Panos Michalopoulos: Is there a way to ensure soaring energy bills can be paid?


According to PPC data, the leading power generation and supply company in Greece (with a 64.5% market share), before the energy crisis, Greek households were paying € 0.11/kWh which included the price adjustment clause. Between October and December 2021, the price per kWh rose from € 0.19 to € 0.29 before falling to € 0.13 after a power subsidy offered by the Greek government.

Even despite the state’s power subsidies, which in any case cannot last for long, the rise in energy prices is high, meaning that the risk of consumers delaying payment and/or being completely unable to pay their energy bills is equally high.

WEMETRIX conducted a survey which showed that debts to energy providers for the 3-month period from October to December 2021, more than doubled compared to the same period the previous year, both in terms of money owed and the number of indebted households and enterprises.

In the same survey, WEMETRIX captured consumers’ ability and willingness to pay. Interestingly, the survey shows that 51% of households are or will probably be unable to pay their bills in full in good time. The respective percentages for small and medium-sized enterprises (SMEs) are even more worrying. A huge 64% of energy-intensive SMEs, such as bakeries, car body shops and print shops indicated that they will be unable to pay the bills issued within the last three months of 2021 in full in time.
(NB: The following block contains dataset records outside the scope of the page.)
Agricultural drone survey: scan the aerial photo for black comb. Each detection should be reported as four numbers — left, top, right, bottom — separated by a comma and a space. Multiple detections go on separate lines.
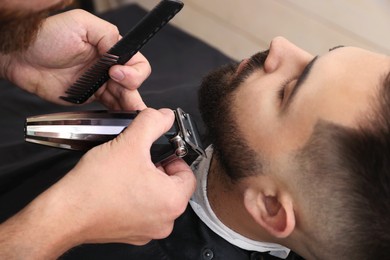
60, 0, 184, 104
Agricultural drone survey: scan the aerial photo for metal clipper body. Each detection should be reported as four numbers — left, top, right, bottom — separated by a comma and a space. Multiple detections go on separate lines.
24, 108, 205, 165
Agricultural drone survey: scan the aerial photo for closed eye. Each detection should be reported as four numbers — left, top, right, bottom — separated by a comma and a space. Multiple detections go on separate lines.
281, 56, 319, 110
278, 81, 288, 101
278, 78, 295, 102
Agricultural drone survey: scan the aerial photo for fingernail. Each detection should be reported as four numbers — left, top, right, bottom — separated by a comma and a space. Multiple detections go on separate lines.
110, 70, 125, 82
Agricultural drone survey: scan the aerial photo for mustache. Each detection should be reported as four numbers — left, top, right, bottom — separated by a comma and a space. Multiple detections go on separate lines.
248, 50, 269, 69
197, 49, 270, 107
229, 50, 269, 89
236, 51, 269, 79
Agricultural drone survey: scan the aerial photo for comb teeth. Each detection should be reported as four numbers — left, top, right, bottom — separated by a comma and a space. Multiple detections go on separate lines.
60, 0, 184, 104
60, 53, 119, 104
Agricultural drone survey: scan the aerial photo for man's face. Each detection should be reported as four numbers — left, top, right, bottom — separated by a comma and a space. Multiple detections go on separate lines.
200, 37, 390, 174
0, 0, 71, 53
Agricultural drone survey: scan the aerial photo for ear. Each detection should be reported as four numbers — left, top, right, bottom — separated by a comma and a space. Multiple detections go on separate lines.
243, 182, 295, 238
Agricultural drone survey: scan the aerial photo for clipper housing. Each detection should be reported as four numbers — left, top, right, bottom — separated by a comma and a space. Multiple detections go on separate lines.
24, 108, 205, 165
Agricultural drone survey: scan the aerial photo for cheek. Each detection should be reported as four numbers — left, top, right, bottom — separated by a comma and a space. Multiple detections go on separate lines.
235, 106, 296, 158
250, 102, 318, 157
234, 88, 279, 148
234, 75, 280, 128
233, 81, 298, 156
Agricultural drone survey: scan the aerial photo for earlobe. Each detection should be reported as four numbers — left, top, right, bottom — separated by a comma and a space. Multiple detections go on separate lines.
244, 188, 295, 238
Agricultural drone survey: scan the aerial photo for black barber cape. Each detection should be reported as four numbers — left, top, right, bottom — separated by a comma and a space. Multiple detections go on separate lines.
0, 4, 303, 260
63, 205, 303, 260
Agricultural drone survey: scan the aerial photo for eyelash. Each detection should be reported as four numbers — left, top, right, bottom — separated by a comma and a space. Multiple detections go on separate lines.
277, 79, 291, 101
278, 86, 286, 100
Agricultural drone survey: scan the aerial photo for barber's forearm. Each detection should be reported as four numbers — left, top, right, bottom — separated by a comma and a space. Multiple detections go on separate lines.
0, 184, 84, 259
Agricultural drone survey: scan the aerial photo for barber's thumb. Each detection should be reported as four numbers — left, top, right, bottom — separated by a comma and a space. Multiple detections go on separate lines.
121, 108, 175, 148
164, 159, 197, 200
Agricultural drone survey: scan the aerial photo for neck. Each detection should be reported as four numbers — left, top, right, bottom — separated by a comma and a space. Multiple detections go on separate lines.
207, 156, 319, 260
207, 156, 276, 243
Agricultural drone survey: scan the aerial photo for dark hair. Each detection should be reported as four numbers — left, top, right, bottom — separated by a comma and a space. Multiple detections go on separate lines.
296, 71, 390, 259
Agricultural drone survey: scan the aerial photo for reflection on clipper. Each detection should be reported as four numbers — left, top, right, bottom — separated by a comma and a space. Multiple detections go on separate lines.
24, 108, 205, 165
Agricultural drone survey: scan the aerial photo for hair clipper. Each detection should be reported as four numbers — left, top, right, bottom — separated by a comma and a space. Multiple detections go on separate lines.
24, 108, 206, 166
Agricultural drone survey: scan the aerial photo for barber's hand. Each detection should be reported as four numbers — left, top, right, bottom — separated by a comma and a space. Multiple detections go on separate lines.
2, 9, 149, 110
57, 108, 196, 245
0, 108, 196, 259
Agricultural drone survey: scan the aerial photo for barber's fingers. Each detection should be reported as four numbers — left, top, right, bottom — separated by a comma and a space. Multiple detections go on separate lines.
163, 159, 196, 200
94, 87, 121, 110
95, 80, 146, 111
119, 108, 175, 152
109, 52, 151, 89
117, 89, 146, 111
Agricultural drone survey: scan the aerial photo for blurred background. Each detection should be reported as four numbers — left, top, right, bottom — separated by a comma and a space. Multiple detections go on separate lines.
88, 0, 390, 60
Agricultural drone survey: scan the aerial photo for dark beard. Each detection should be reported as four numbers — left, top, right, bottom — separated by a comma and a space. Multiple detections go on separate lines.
198, 50, 269, 137
197, 50, 269, 181
0, 0, 72, 54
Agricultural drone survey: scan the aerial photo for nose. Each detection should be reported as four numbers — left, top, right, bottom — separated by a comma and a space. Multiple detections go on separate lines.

Energy providers have already begun putting in place debt repayment schemes for both households and enterprises. However, this does not solve the problem. It’s often the case that after the first or second instalment is paid, customers cannot keep up with the debt repayment plans; several customers also ask for new repayment plans. It seems that energy providers are following the same ill-fated approach taken by banks when they were faced with non-performing loans, where across-the-board schemes were put in place that only took into account the size of the debt, regardless of the debtor’s profile. It’s also illustrative that the idea of “the more you owe the more instalments you get” favours non-payers and results in losses for energy providers. It’s also interesting that electricity bills contain a charge (what you might call a hidden charge, listed under ΛΠ1) the majority of which is used to cover uncollectible amounts and power theft.

According to WEMETRIX survey, four out of five energy consumers are absolutely or probably in favour of entering into a debt repayment plan with their energy provider even if the deadline for paying their bill has not expired or even if their bill has not yet been issued. This is an international best practice known as reaching an amicable solution or amicable settlement. Reaching an amicable solution requires energy providers to offer a viable repayment plan based on the consumer’s own profile. By “profile”, we mean the way the consumer pays their bills over time, the seasonality in their consumption, but most importantly their means of subsistence, such as their occupation, income, how they prioritize their debts, their marital status, and so on.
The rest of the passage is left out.